Expanding Roles and Setting Records
As the Huey’s abilities grew, so did its roles. The Army tasked the helicopter with troop transport, medevac, gunship, smoke ship, command and control, general service and support, and reconnaissance. Additionally, Bell continued to innovate, creating the Model 533, a high-speed research vehicle with a swept wing. In 1969, Bell added two thrust J60 jet engines to the helicopter and set a record speed of 316mph.
Introducing the HueyCobra
These experiments paved the way for the creation of a purpose-built helicopter gunship. Building on the success of the Model 47 Sioux Scout, Bell used the preferred Huey frame to produce the first AH-1G HueyCobra.
In summary, the Huey Helicopter was pivotal in revolutionizing the concept of Tactical Air Mobility. From testing innovative strategies to setting speed records, the Huey played a critical role in shaping the modern battlefield. Its evolution in functionality and design continues to impact military strategy and technology.
Frequently Asked Questions
1. Who was Major General Harry Kinnard and what role did he play in the use of Huey Helicopters?
Major General Harry Kinnard was a pilot and a long-time advocate of aviation within the US Army. He led the 11th Air Assault Division at Fort Benning, GA, which served as the test group for understanding how to best use the Huey Helicopter in war-time situations.
2. What was the 10th Air Transport Brigade’s purpose?

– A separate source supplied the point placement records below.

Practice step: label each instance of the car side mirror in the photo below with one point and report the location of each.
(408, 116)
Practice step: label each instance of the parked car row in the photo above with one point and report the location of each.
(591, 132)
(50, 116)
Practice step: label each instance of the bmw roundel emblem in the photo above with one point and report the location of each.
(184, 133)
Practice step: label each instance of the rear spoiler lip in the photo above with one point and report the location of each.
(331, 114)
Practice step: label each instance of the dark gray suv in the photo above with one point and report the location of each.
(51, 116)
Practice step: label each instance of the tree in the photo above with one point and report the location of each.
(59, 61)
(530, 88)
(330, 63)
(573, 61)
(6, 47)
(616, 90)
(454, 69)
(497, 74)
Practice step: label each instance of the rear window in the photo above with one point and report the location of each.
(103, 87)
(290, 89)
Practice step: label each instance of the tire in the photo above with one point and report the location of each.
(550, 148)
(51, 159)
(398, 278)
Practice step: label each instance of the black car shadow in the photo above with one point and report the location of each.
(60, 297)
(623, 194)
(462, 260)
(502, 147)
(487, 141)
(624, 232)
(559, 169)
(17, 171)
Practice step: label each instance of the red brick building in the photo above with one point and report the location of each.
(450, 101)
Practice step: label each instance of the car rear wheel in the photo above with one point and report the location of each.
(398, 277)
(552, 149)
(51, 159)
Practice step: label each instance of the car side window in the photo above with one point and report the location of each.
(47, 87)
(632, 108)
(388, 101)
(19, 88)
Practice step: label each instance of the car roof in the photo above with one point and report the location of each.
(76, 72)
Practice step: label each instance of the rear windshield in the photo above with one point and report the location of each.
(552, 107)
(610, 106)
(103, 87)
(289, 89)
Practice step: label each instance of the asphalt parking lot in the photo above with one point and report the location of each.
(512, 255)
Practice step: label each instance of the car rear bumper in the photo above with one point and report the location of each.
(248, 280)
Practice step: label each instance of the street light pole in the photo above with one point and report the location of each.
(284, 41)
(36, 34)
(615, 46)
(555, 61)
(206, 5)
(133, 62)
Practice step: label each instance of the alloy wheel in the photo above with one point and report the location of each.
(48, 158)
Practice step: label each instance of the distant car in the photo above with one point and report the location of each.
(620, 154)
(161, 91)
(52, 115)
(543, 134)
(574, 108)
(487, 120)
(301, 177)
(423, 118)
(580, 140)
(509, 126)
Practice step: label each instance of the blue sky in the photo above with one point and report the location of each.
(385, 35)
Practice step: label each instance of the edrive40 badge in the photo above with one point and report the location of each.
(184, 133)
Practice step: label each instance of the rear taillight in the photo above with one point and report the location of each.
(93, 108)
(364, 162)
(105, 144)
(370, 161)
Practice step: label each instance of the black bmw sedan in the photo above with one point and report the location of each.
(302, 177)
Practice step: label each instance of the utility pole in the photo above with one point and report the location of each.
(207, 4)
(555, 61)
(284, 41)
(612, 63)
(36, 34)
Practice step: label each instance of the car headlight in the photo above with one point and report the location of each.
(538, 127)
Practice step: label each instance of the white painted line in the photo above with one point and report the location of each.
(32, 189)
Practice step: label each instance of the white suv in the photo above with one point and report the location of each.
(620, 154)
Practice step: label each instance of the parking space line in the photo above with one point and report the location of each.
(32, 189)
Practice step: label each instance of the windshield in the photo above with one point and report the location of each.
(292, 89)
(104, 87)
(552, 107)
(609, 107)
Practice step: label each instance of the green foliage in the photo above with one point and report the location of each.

The 10th Air Transport Brigade, led by Colonel Delbert Bristol, was activated to explore how the helicopter could benefit ground combat units as effectively as their existing trucks, armored vehicles, and self-propelled weapons, replacing all ground equipment they superseded.
3. What were some of the key lessons learned during the tactical mobility testing phase?
Important lessons were learned about how to use helicopters effectively in warfare, including tactics like flying in formation, using aerial artillery to suppress enemy positions, and managing communication and airspace control. It was also found that airmobile brigade and battalion headquarters were able to handle the required tasks without needing division control teams.
4. What was the impact of the 1st Cavalry Division (Airmobile)?
The 1st Cavalry Division (Airmobile), established following the successful testing phase, represented a significant commitment by the US Army to air mobility. The Division was quickly deployed to Vietnam and grew to include 16,000 soldiers and 434 helicopters, mostly UH-1 Hueys.
5. How did the Huey Helicopter evolve based on the experiences in Vietnam?
Based on lessons learned during combat operations in Vietnam, the Huey was consistently upgraded and modified. Bell Helicopter focused on the utility role, resulting in the UH-1H Huey with a 1400hp engine, significantly increased cargo space, and an expanded range, making it highly versatile.